Las limitaciones del diario son también sus mayores ventajas. No hay otra trama que la simple sucesión de los días. Y el que escribe el diario, a diferencia del historiador o el memorialista, no sabe lo que pasará mañana, ni dentro de un rato, ni lo que está pasando solo unas calles más allá. Está tan confinado en el presente como esas personas antiguas de las fotografías que miran a la cámara con toda la inocencia, para nosotros inconcebible, de quien no tiene el menor indicio sobre lo que le reserva el porvenir. Una madrugada de febrero, todavía de noche, alguien se despierta como sacudido por un temblor de tierra, expulsado sin misericordia del sueño, ensordecido y aterrado por las explosiones. A las personas nos cuesta mucho comprender los trastornos súbitos de una cotidianidad que damos por supuesta; pero quizás nos cuesta más todavía ponernos en la situación de la primera sorpresa, del primer pánico que era más grave porque no formaba parte de nuestras expectativas usuales, las que nos otorgan el sosiego, en gran medida ficticio pero imprescindible, de habitar un mundo ordenado, sometido a reglas que se pueden comprender y predecir.

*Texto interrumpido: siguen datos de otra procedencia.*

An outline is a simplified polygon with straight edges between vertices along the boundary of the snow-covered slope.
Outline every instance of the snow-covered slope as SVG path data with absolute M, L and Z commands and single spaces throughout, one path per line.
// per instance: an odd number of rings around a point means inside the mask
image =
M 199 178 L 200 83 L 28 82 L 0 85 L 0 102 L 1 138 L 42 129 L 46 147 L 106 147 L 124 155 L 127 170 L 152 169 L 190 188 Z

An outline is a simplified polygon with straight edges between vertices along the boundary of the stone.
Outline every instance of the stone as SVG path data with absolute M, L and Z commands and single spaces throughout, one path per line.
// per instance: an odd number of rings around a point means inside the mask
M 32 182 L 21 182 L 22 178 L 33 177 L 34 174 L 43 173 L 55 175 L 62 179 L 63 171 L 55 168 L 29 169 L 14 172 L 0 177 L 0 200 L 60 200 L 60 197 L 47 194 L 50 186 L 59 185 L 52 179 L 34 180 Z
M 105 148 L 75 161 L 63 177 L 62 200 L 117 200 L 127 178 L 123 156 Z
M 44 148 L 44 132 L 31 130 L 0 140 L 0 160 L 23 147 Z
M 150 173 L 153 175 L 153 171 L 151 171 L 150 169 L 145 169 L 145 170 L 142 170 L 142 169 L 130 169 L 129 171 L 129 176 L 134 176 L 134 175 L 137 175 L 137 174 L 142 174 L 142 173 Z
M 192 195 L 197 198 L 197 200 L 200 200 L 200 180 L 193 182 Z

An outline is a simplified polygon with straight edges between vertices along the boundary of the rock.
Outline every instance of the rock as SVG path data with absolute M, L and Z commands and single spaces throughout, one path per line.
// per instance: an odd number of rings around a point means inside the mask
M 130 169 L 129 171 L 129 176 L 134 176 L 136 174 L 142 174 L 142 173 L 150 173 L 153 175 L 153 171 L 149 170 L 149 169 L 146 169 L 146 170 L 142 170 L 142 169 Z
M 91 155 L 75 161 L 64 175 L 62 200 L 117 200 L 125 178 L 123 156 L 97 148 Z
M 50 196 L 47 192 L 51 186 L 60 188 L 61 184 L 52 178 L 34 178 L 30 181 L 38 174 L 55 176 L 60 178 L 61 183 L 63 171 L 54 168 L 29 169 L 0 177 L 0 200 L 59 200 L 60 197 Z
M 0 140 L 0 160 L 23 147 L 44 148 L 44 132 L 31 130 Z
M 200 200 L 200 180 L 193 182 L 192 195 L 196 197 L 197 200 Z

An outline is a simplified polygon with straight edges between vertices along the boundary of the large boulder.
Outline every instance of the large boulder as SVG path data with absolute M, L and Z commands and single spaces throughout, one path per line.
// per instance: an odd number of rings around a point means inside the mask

Nadie comprendía al principio la escala monstruosa de lo que estaba empezando esa madrugada de febrero, pero de inmediato llegaron las predicciones retrospectivas de los expertos, que son siempre infalibles, y hasta se dictaminó de antemano el desenlace de una invasión victoriosa y tan rápida que ni merecería el nombre duradero de guerra. Para saber lo que pasó, lo que pasa, lo que pasará, la crudeza de lo inaudito, el heroísmo sereno de quienes sostienen, en mitad de un apocalipsis, la trama ordinaria de la vida, habrá que escuchar y leer el gran mosaico, el collage de voces innumerables de los diarios que siguen escribiéndose ahora mismo.